All year, Zellnor Myrie, Cabera’s legislative director, says the 14th District team has “hit the streets,” letting residents know Cabrera’s office is there to help. He revamped an old city office on Burnside Avenue and is open for business starting at 8 a.m. Most of the constituents he’s helped are walk-ins.
Still, Cabrera’s office is exploring alternative modes of communication to increase his ability to help people. His staff developed an interactive website and a tool that allows you to text message complaints into the office. Now, Faulkner says, they are using computer software to track complaints and discover which issues are most affecting his constituents. (Overwhelming, it is tenants having trouble with their landlords.)
A Day at the Office
|Cabrera with ex-Red Sox star Mo Vaughn.|
“Daycare workers,” Cabrera said. Already, he says, the protests over budget cuts, which will reach $2.7 billion next year, have begun.
Cabrera briefly attended a finance committee meeting and voted to approve tax breaks for the nonprofit company operated by Mo Vaughn, the former Boston Red Sox slugger who develops low-income housing in the Bronx and elsewhere in the city. “Mo’s a great guy,” Faulkner says.

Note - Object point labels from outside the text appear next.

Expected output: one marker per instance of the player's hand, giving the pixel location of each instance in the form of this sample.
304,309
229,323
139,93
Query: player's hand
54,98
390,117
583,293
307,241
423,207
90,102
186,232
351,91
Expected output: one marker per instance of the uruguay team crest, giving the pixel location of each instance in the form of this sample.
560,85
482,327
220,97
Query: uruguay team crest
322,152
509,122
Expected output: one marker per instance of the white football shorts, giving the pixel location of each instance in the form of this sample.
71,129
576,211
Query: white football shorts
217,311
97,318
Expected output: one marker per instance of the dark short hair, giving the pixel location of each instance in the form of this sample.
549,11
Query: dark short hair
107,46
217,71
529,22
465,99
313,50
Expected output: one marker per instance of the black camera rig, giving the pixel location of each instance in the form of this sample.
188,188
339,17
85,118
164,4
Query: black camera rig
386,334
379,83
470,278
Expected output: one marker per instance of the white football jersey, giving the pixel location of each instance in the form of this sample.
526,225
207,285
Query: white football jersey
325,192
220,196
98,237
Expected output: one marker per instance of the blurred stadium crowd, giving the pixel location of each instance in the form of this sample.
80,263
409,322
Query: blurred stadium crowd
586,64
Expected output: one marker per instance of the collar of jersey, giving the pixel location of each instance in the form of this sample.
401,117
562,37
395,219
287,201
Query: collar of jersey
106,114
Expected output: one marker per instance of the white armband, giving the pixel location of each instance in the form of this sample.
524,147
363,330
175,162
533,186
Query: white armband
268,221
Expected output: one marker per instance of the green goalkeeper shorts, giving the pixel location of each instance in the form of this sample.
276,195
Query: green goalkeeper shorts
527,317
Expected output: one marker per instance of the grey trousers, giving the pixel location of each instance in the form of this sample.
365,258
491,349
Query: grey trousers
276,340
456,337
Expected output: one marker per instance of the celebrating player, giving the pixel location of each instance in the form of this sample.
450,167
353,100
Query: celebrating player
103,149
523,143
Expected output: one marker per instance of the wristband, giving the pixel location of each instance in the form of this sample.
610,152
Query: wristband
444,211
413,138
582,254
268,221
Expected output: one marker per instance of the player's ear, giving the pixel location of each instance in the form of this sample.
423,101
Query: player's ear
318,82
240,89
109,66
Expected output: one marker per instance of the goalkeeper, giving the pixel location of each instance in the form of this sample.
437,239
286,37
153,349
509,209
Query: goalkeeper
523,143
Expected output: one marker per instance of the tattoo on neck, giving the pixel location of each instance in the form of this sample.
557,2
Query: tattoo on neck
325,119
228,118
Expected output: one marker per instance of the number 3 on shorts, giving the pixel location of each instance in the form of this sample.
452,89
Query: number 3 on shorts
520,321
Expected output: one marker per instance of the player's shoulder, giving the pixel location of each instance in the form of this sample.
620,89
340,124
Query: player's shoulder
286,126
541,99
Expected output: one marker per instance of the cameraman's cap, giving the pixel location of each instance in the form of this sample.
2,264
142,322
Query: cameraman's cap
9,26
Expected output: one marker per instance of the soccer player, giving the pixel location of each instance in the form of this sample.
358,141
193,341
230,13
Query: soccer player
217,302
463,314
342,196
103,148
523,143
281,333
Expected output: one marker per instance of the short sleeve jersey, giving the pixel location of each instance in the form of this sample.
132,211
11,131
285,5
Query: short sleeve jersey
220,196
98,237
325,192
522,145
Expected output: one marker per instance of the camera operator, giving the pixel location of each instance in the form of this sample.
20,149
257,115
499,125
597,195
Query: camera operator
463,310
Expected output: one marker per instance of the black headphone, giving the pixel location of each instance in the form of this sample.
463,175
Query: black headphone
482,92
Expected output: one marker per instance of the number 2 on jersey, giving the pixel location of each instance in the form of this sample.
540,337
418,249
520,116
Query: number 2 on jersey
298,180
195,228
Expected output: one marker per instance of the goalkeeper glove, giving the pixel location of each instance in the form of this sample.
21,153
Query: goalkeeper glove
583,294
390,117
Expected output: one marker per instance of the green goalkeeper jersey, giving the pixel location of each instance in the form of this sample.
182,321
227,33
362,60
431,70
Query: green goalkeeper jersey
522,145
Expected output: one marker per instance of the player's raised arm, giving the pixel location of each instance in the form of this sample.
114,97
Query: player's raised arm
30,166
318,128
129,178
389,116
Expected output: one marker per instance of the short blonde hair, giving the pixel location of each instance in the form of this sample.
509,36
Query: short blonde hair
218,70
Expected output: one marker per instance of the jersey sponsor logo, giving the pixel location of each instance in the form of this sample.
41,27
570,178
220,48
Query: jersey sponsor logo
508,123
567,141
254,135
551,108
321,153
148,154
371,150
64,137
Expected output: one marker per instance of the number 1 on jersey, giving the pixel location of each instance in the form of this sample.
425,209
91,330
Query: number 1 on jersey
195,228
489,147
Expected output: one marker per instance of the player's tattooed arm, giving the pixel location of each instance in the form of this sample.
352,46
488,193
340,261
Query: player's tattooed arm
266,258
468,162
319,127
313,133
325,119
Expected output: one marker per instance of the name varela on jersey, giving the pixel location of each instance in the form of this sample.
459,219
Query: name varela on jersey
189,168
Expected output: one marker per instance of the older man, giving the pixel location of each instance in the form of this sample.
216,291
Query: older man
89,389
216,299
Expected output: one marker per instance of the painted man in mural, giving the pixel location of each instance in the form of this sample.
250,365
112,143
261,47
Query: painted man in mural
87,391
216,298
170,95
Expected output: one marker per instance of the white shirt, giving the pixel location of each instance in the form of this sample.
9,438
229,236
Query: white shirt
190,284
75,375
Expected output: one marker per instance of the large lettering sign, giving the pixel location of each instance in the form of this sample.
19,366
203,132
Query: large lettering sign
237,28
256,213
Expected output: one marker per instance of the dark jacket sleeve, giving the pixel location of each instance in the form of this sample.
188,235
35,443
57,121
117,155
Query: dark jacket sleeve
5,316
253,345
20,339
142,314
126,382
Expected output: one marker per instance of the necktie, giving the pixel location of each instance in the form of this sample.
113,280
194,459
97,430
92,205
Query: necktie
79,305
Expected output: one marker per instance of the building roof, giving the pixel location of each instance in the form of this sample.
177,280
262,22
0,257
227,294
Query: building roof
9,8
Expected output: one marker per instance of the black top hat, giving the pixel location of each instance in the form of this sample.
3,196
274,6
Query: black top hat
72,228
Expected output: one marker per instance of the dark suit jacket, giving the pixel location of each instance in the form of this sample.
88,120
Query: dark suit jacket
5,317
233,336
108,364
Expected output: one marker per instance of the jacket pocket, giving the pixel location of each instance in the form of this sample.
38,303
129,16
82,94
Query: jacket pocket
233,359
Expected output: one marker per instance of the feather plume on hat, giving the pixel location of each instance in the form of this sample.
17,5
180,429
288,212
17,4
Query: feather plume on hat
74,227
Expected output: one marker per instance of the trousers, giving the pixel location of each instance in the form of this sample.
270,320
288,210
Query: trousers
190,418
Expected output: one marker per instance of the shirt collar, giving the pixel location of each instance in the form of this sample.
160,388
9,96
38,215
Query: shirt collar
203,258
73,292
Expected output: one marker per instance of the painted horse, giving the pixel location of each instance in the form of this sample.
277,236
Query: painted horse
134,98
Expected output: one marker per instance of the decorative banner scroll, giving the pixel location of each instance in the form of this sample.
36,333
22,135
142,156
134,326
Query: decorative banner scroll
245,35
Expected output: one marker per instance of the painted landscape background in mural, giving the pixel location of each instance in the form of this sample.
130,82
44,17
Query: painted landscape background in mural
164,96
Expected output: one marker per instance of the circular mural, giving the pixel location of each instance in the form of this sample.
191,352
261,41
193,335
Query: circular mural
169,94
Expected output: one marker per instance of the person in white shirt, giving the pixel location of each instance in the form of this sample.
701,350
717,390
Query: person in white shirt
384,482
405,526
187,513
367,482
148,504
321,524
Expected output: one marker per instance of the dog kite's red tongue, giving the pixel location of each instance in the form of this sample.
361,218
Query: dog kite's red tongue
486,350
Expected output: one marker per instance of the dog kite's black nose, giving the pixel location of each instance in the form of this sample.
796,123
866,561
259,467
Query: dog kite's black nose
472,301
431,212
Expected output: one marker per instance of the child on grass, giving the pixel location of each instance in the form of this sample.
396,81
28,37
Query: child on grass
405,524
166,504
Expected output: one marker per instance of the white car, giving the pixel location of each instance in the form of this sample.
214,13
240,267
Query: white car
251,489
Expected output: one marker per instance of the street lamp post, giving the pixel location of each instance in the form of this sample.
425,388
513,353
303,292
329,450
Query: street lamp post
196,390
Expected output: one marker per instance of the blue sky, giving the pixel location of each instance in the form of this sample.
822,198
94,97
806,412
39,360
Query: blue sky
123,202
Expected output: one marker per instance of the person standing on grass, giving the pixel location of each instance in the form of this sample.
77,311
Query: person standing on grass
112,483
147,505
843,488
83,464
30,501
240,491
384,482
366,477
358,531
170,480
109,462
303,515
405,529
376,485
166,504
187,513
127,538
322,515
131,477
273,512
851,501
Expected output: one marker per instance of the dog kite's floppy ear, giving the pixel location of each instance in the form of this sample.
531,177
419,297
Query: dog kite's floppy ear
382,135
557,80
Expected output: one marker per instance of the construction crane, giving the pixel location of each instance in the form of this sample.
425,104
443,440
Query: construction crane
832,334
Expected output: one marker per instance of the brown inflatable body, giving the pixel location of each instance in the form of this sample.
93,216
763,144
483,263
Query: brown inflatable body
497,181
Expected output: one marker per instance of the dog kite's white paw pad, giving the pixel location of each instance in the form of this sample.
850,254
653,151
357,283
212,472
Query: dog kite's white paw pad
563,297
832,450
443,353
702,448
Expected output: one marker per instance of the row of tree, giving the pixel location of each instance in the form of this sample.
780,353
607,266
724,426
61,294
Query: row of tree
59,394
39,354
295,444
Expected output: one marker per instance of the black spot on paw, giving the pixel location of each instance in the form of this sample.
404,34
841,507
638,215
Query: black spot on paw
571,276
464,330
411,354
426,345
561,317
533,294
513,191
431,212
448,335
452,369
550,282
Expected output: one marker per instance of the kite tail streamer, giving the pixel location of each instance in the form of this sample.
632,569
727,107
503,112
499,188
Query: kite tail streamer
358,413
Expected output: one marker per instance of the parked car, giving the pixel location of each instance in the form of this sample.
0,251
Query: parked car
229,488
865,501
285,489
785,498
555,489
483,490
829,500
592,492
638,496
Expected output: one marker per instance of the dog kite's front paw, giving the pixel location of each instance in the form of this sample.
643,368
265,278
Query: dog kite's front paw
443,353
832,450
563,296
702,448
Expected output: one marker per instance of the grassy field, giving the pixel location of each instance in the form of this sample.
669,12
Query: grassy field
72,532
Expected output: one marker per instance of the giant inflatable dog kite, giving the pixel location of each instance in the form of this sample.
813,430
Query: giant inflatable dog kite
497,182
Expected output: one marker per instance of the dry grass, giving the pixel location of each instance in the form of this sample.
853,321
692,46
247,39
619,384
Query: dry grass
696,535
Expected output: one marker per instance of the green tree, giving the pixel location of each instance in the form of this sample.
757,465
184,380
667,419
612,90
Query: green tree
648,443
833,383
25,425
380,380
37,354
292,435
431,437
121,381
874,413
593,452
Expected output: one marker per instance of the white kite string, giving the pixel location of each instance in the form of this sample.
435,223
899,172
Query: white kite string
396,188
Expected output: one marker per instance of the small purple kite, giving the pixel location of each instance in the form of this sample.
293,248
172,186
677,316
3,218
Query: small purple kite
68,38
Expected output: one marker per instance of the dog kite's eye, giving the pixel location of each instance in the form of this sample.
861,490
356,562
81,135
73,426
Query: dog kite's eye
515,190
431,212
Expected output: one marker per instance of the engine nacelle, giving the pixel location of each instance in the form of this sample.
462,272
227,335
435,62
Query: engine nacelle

At 11:30 a.m., team Cabrera met with a lobbyist for the Mosholu Montefiore Community Center to talk about youth programs — or lack thereof — in Cabrera’s district.
Half an hour later, Carole Post, the commissioner of the Department of Information Technology and Telecommunications (DoITT), briefed the new technology chairman about the city’s programs. (Did you know “hundreds” of hackers try to infiltrate the city’s databases on a daily basis?)
“I’m hungry,” Cabrera says at 1 p.m., the starting time for that day’s stated meeting. Instead, Cabrera, Faulkner and Myrie mull housing legislation before heading over to the Emigrant Savings building, two blocks away, where the Council has been meeting while the Council chambers at City Hall are renovated.
Cabrera walks in and immediately starts talking to Jamie Van Bramer, who worked with the Related Companies while they were trying to push through the mall plan for the Kingsbridge Armory. He then dips into a back room, where Brooklyn Council member Lewis Fidler has, thankfully for Cabrera’s stomach, provided Hannukah donuts.
Finally, the stated meeting begins with about an hour of ceremonial gestures and photo ops, followed by voting on a bill and then the introduction of Cabrera’s gang violence prevention resolution.
Earlier in the day, Cabrera said he would much rather be “in the field,” going to schools, talking to constituents on the street. But it all ties together, Faulkner says.
After the anti-gay attacks in his district, Cabrera had the opportunity to walk around Morris Heights with the most powerful politician in the Council, Speaker Christine Quinn. Faulkner says residents recognized Cabrera. Quinn came away impressed.
“If you’re taking care of business back home [in the district],” Faulkner says, “it gives you credibility down here [in the Council chambers].”